Martin E. P. Seligman has been called the father of positive psychology. I rediscovered his teachings after a rabbit hole search on Google … we’ve all been there! He founded the Center for Positive Psychology at the University of Pennsylvania. The center’s researchers and educators—including Dr. Karen Reivich, the director of the center’s training programs—have crafted an extensive project devoted to increasing wellbeing in people of all ages. In an article written some time ago based on their findings, the authors suggested that homo sapiens (wise humans) would be better termed homo prospectus (future-focused humans). The article maintains that our ability to contemplate our future is what differentiates and, in fact, defines us as a species. Our brains are wired to imagine the future. The image we create can be bleak or it can be optimistic depending on our own personal framing.

This concept is of particular interest when we attempt to understand our tradition’s ancient texts. While we look at them as products of history—and therefore of the past—the authors of these books saw them as projections into the future.  Though set in the author’s past, the messages to the characters in the story and the readers of it are written for a time beyond their present: “When you get to the land … this is what you shall do … when you go to war … when you acquire a slave … when you marry … you shall teach your children …” For the Israelites wandering in the desert, all the commands were anticipating a future lifestyle in a promised land. The fulfillment of their lives lay ahead of them.
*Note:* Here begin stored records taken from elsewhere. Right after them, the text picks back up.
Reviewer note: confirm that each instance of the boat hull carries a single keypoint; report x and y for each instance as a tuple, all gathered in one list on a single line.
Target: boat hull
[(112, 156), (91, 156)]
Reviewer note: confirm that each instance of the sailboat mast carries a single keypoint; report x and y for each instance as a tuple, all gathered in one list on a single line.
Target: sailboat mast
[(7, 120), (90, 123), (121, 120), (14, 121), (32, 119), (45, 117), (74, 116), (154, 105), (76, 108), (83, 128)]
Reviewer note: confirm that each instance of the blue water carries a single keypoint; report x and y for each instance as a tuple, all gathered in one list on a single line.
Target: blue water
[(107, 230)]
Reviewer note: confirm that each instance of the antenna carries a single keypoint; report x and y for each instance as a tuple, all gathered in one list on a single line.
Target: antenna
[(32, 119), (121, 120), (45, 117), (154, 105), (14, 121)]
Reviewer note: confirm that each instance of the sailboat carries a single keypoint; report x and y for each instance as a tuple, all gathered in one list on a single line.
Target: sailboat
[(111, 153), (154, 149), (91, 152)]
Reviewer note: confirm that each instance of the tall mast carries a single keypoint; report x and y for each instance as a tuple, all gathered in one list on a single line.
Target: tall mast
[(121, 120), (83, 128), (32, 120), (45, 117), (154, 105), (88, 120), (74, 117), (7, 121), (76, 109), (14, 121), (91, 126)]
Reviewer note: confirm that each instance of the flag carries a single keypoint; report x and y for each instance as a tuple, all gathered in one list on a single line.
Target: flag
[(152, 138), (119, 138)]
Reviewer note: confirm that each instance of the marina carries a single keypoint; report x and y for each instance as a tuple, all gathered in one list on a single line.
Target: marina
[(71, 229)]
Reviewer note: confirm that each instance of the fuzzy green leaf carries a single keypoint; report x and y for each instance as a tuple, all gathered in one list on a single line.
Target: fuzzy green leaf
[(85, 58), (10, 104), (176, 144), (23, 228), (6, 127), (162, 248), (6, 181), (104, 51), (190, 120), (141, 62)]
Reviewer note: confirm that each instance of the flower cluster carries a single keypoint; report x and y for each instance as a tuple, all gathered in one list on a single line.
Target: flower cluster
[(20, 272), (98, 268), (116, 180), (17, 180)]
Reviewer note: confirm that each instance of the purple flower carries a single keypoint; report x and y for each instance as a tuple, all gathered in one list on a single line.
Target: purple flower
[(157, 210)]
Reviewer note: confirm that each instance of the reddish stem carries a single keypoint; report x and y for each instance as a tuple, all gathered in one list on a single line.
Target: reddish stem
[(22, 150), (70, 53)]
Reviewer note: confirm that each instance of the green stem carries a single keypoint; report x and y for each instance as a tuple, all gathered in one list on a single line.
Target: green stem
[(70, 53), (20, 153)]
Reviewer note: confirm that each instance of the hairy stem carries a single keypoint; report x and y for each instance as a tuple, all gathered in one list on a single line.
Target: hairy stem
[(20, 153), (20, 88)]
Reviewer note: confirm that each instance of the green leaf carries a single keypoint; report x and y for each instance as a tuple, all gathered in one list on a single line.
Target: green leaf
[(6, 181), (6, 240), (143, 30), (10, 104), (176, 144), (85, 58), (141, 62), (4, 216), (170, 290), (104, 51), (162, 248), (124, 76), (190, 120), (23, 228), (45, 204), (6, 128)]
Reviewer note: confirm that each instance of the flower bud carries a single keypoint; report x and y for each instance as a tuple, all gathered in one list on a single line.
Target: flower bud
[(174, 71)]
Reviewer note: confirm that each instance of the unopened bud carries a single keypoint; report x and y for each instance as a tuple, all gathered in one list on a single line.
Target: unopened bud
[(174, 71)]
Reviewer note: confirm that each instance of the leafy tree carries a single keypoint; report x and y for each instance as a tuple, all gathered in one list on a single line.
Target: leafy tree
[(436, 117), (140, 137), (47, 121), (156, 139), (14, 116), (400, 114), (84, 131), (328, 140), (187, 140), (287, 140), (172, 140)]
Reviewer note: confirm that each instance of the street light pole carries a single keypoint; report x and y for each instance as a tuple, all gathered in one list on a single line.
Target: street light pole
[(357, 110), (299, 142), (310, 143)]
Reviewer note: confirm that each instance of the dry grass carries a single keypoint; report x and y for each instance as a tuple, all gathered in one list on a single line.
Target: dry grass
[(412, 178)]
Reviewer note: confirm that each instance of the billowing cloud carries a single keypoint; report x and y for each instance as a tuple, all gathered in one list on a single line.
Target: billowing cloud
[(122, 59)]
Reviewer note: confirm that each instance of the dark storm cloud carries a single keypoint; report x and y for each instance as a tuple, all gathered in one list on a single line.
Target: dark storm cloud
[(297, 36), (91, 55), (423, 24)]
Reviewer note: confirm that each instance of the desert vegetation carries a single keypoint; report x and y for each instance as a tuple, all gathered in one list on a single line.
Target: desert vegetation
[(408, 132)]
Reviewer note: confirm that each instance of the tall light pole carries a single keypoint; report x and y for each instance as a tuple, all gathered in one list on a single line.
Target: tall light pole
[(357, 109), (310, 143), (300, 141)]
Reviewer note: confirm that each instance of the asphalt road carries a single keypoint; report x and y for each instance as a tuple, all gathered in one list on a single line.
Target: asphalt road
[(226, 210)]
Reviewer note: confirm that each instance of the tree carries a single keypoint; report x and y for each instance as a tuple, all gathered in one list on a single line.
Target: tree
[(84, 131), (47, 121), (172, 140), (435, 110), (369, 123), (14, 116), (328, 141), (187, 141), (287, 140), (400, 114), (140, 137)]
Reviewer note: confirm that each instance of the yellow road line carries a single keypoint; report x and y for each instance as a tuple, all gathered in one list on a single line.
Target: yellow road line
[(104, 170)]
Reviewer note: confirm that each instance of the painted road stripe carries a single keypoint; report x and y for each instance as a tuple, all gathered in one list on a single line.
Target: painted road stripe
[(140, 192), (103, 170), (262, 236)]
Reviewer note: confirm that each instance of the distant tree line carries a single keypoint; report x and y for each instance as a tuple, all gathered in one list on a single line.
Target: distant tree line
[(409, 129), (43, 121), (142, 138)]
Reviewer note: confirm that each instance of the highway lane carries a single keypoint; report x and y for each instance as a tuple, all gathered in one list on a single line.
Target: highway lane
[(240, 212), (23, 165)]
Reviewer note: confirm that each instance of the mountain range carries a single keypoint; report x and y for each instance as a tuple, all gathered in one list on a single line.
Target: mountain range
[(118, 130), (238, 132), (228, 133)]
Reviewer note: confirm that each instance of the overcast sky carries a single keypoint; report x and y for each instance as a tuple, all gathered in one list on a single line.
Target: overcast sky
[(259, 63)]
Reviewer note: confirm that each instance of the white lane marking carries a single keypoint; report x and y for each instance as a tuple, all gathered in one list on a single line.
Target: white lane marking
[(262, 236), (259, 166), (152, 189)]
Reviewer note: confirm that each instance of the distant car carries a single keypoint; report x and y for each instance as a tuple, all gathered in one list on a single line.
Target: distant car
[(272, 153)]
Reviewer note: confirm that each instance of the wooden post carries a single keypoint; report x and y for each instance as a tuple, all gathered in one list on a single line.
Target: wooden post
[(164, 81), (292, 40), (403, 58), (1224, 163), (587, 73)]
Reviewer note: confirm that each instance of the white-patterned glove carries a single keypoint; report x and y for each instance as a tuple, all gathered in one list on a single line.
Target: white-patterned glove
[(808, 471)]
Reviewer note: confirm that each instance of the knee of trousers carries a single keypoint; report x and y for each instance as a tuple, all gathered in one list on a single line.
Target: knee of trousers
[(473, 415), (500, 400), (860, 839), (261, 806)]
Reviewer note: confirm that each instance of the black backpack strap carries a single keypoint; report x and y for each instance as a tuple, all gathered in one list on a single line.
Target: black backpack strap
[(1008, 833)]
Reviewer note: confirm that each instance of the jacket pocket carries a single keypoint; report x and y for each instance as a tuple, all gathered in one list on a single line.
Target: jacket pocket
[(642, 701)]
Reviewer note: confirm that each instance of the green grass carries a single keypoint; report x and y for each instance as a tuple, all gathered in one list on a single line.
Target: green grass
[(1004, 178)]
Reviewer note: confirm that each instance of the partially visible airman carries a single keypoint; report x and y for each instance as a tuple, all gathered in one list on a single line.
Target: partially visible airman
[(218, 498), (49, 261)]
Seligman’s article goes on to say that “prospection enables us to become wise not just from our own experiences but also by learning from others.” It seems that was the insight of our ancestors. By sharing a history that anticipated a different future from that of enslavement and wandering, they sought to create a mindset that says: To be an Israelite/Jew is to anticipate the future and to build the foundation that will make it possible for it to be lived by us and those that come after. The modern psychologists assert that this type of forward thinking internalizes hope and optimism. The more we focus on a future of possibility and actually work to make that imagined future real, the more likely we are to experience fulfillment in our own lives. Optimism isn’t a dreamlike belief in an impossible future; it’s a deep-set belief that the future we imagine can be possible.